Fig. 7. Cdk1 inhibition prevents morphological remodeling of LPS-reactive microglia in ex-vivo brain tissue.

a Experimental outline: 300 µm thick acute slices of Cx3CR1^wt/GFP brains were incubated in treatments indicated in ASCF for 4 h before fixation and 2-photon microscopy. b Representative 3D segmentation result of GFP signal from 150 µm thick image stacks of indicated treatments.

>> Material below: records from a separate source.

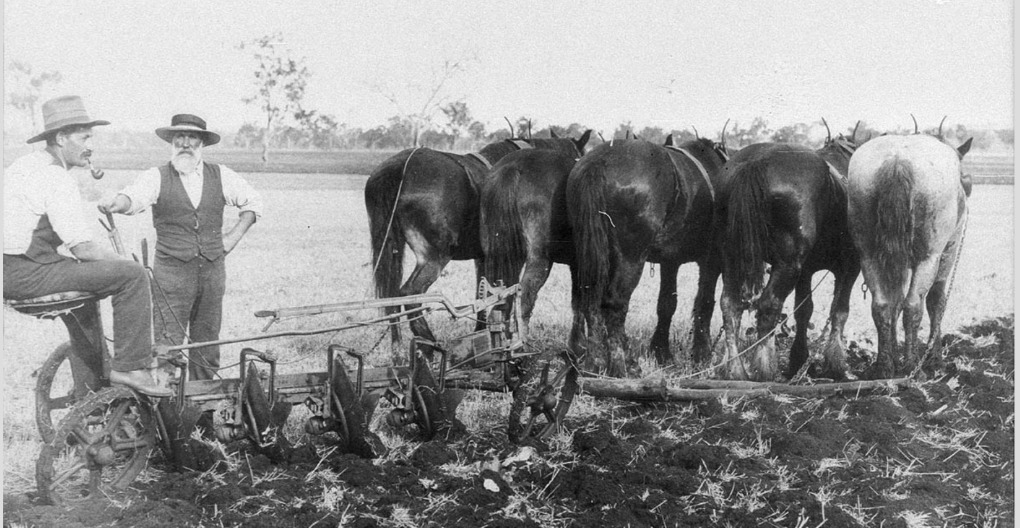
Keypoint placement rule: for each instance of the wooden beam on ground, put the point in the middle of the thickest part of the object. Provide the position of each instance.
(657, 389)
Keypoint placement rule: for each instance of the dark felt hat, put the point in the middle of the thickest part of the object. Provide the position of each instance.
(62, 112)
(188, 122)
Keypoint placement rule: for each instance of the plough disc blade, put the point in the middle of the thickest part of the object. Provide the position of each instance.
(260, 419)
(351, 416)
(429, 408)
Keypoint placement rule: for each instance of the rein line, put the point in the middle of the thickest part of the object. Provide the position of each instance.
(393, 213)
(699, 164)
(759, 340)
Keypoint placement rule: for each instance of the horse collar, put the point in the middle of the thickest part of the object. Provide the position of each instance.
(479, 157)
(835, 172)
(521, 144)
(698, 163)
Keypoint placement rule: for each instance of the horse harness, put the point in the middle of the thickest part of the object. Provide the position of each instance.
(698, 163)
(473, 176)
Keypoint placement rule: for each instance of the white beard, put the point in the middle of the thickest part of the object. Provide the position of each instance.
(186, 162)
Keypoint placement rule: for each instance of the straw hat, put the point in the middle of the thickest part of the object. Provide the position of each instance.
(188, 122)
(62, 112)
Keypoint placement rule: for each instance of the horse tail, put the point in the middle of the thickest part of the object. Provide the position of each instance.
(894, 219)
(388, 239)
(592, 236)
(748, 223)
(504, 244)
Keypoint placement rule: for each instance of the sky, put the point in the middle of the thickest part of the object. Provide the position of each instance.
(667, 64)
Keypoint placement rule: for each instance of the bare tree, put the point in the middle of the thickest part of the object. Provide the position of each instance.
(420, 103)
(279, 82)
(24, 90)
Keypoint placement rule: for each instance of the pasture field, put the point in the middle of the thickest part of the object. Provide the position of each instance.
(987, 167)
(729, 463)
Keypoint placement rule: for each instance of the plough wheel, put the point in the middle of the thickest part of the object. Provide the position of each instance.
(55, 391)
(429, 412)
(262, 421)
(352, 423)
(543, 399)
(101, 445)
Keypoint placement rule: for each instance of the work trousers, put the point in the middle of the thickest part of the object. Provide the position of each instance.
(189, 301)
(124, 281)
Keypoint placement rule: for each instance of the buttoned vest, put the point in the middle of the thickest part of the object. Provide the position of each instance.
(183, 230)
(44, 243)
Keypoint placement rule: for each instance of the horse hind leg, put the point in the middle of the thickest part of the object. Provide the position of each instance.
(426, 270)
(731, 365)
(886, 301)
(834, 355)
(764, 361)
(536, 273)
(665, 309)
(805, 306)
(924, 276)
(938, 295)
(701, 316)
(614, 309)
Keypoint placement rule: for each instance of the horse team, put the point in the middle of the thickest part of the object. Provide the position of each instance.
(766, 218)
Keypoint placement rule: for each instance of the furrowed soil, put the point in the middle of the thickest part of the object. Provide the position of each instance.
(939, 453)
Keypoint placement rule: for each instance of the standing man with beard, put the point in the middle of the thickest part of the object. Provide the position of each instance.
(188, 196)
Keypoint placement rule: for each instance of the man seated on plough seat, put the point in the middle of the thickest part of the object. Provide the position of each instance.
(43, 210)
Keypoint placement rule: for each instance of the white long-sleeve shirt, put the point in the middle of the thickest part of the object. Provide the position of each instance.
(237, 192)
(34, 187)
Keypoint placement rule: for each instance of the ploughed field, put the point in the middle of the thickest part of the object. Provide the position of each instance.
(939, 453)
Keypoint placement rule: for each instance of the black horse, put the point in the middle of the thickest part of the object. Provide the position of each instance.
(428, 200)
(524, 222)
(784, 205)
(631, 202)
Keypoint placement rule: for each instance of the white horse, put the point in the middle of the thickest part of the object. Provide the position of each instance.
(908, 212)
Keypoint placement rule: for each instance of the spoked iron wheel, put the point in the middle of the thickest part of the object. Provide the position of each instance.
(352, 422)
(55, 391)
(541, 402)
(101, 445)
(262, 421)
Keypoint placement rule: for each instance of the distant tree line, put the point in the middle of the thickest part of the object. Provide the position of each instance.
(468, 135)
(426, 114)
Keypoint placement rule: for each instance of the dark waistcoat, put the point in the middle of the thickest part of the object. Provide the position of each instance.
(183, 230)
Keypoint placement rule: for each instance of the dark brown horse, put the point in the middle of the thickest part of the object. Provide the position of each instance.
(784, 205)
(428, 200)
(524, 226)
(631, 202)
(908, 209)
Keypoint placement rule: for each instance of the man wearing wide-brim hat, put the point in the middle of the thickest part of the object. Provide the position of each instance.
(44, 210)
(188, 196)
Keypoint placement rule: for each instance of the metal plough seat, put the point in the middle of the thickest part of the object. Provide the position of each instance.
(52, 305)
(86, 353)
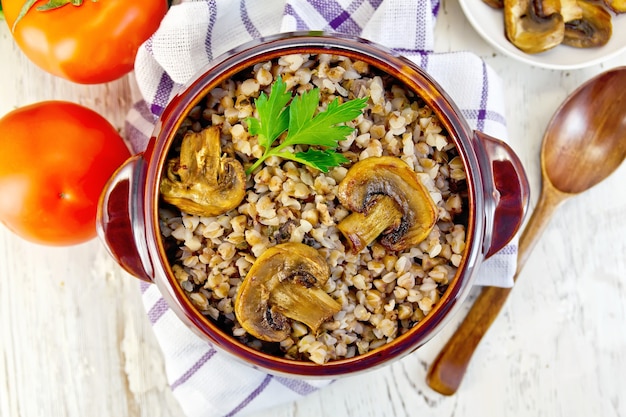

Cells are color coded by their volume. Grid spacing is 20 µm in xy and 40 µm in z. See also Supplementary Video 3. c Quantification of cell volumes relative to control condition in acute slices shown in (b). Graph shows mean ± SE for n = 13 acute sections recorded in 3 ROIs each from 5 mice. Symbols indicate datapoints originating from the same animals. Statistical significance was calculated with ANOVA and Tukey HSD. Source data are provided as a Source Data file. Significance intervals p: **** <1e−04 <*** <0.001 <** <0.01 <* <0.05 <ns. d Example 3D segmentation of cells from b with measured volumes indicated. Color-coding as in (b). Scale bar is 5 µm. e Working model of microglial inflammatory stimulation and resulting MT reorganization as proposed in this paper.